Listening to Still Waiting, the second record from Dutch multi-instrumentalist Willem Smit, will give you an uncanny sense of deja vu. Early single “Round” can sound like an alternate mix of Pavement‘s “Cut Your Hair”, with its euphoric “bah bah bahs”, its lighthearted falsetto, and gang vocals. “Cyan” is a dead ringer for the Strokes’ early cosmopolitanism, with its slick telephony vocal effect. “I Can Be Your Personal Trainer” borrows more than a few notes from Derek and the Dominos’ “Layla” outro. Nearly every song features some sort of musical quotation. Anyone who demands absolute originality or some notion of “authenticity” would probably write off Still Willing in its first 30 seconds.

It’s unlikely that any indie pop fan in the year of our lord 2024 will care, though. Nor should they be at the risk of telling people what to think or how to feel. Past a certain point, it becomes less authentic to scrub a lifetime of absorbing pop culture. “Censorship is the last resort / Kind of not what you’re looking for,” as Smit sings on “Cyan”. Instead of being bogged down by their influences, Personal Trainer lift up their inspirations. While most of the obvious touchstones have been legitimized by 2024 tastemakers, some aspects of Still Waiting sound decidedly less hip. While “Round” may sound like Pavement, its bright brass arrangements bring to mind less hip 1990s pop rock like Smash Mouth or Sugar Ray. Instead of judging Smit for his listening habits, it seems like maybe those bands deserve a fresh appraisal. 
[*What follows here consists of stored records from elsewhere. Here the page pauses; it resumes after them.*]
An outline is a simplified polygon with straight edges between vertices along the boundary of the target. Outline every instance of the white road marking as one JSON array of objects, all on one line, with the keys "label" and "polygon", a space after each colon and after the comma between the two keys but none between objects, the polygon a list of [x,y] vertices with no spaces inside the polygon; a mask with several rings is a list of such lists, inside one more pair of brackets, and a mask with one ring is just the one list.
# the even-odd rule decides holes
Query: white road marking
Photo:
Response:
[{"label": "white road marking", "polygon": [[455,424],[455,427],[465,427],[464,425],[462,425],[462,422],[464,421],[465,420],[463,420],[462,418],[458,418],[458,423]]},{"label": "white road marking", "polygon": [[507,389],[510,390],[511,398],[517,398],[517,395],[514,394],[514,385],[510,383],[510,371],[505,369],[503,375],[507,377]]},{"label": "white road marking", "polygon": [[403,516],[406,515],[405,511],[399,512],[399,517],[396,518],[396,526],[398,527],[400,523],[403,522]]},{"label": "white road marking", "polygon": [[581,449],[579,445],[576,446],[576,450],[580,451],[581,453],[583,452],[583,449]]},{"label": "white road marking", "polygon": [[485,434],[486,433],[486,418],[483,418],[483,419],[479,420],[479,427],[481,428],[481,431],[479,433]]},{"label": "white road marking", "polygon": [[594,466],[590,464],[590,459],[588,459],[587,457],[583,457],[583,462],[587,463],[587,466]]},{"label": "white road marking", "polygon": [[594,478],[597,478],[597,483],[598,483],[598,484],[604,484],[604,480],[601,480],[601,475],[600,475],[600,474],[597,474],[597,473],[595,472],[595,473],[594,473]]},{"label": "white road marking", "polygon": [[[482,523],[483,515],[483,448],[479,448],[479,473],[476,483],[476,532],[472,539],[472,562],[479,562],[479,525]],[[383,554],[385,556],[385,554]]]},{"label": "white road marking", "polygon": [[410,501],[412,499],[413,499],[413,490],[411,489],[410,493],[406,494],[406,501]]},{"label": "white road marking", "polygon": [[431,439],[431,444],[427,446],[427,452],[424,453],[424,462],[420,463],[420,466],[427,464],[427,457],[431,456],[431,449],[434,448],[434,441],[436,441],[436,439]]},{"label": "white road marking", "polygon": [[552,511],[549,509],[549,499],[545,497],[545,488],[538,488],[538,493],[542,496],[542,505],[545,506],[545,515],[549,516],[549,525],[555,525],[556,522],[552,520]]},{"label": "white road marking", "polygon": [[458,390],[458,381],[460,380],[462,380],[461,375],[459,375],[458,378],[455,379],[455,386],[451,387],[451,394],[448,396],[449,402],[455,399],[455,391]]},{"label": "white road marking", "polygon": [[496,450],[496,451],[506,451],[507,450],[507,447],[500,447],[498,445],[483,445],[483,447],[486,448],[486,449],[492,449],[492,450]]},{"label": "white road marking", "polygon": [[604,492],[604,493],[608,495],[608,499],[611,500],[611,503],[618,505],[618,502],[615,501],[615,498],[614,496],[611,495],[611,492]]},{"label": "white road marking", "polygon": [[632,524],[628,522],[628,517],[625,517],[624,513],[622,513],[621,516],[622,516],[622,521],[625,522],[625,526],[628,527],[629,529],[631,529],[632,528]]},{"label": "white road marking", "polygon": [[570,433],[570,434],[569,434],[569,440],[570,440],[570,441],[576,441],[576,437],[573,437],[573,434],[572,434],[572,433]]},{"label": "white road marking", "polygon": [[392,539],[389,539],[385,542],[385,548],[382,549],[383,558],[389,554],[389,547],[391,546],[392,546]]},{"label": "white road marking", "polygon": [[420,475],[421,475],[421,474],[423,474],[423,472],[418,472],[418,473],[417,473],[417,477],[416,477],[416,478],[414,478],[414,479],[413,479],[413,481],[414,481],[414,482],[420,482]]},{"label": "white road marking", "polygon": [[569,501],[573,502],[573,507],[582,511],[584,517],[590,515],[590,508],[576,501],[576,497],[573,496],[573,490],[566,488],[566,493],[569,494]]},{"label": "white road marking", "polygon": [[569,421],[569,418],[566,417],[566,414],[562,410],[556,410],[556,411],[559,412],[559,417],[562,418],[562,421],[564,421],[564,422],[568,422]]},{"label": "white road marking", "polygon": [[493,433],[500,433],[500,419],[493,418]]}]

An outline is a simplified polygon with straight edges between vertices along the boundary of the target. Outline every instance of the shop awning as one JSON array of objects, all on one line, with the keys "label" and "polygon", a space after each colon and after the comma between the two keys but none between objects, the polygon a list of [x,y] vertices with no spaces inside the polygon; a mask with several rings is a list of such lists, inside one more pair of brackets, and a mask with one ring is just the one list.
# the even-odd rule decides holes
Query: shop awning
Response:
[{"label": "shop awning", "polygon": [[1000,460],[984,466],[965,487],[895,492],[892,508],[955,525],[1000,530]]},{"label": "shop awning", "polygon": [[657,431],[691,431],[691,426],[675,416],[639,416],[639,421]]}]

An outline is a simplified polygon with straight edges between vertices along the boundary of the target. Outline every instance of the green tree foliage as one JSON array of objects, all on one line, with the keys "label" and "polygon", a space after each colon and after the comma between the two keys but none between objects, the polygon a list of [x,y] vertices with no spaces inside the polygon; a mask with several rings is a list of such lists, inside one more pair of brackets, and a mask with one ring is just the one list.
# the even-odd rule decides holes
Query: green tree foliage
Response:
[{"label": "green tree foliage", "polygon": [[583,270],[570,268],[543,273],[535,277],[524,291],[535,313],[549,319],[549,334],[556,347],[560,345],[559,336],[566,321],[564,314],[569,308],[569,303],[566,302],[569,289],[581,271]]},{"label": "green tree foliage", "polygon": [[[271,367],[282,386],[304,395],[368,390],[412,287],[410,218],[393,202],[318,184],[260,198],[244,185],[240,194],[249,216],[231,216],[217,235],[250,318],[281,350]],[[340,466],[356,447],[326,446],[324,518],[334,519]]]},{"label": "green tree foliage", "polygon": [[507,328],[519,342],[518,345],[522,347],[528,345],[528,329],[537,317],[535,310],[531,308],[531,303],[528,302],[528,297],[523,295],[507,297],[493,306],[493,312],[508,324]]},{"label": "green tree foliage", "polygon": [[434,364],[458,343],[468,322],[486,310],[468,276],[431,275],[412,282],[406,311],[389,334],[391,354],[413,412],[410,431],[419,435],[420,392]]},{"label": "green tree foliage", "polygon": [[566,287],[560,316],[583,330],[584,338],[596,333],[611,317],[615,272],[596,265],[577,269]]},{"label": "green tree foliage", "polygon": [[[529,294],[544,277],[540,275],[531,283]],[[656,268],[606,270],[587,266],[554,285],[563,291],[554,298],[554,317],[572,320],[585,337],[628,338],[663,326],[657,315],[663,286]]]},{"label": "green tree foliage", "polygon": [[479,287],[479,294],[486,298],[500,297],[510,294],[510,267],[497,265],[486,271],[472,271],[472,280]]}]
Despite Still Willing‘s incredibly intricate and ambitious arrangements, Smit and his collaborators went with their guts, searching for innovation and surprise. That was the right call. Personal Trainer have razor-sharp pop instincts as they effortlessly stitch together earworm guitar lines, bouncy beats, irresistible vocal harmonies, and imaginative production. Their quest for surprise is beyond successful, as you can hear to best effect on the opener and crown jewel, “Upper Ferntree Gully”, which cycles through Electric Light Parade locked grooves, found sound field recordings, psychedelic prog, and pared-down folk – in the first two minutes alone! Wait another 60 seconds, and you’ll get some tensile post-punk guitars and drum breakdowns. By the time they get to 6:30, they’ve become the Blood Brothers. It’s not often you get a single that speaks equally to math rockers, metalheads, and sensitive indie folkers.

It speaks just as loudly about who Still Willing is for. If you get into virtually any indie music of the last 30 years, there’s bound to be something you’ll dig. The only downside is if there’s one aspect you’re especially crazy about, it’ll likely be gone before you know it. It’s hard to fault a band for having too many ideas or too much creativity, though. The amount of sonic quotations is the only other minor quibble, which can sometimes leave you feeling like you’re hearing an especially ambitious surrealist collage instead of an original creation. Pop music is always made up of recognizable parts, though, so this should hardly be a dealbreaker for those who like their indie rock infectious and melodic. 

While it can be smart, tasteful, and stylish, pop music should speak to the blood and guts and shin bones. It’s music for driving with the windows down, for pre-gaming on a Saturday night. While it shouldn’t discard musicality entirely, pop music should be more Big Star than Bartok. It’s best when it’s fun and exciting. Still Willing is definitely that. Smit’s absolute adoration for slick, artful pop music is evident in every note of its too-short runtime, which bristles with inspiration and crackles with enthusiasm the entire time. It’ll make you fall in love with indie rock and indie pop all over again. You’ll fall in love with Personal Trainer in the process.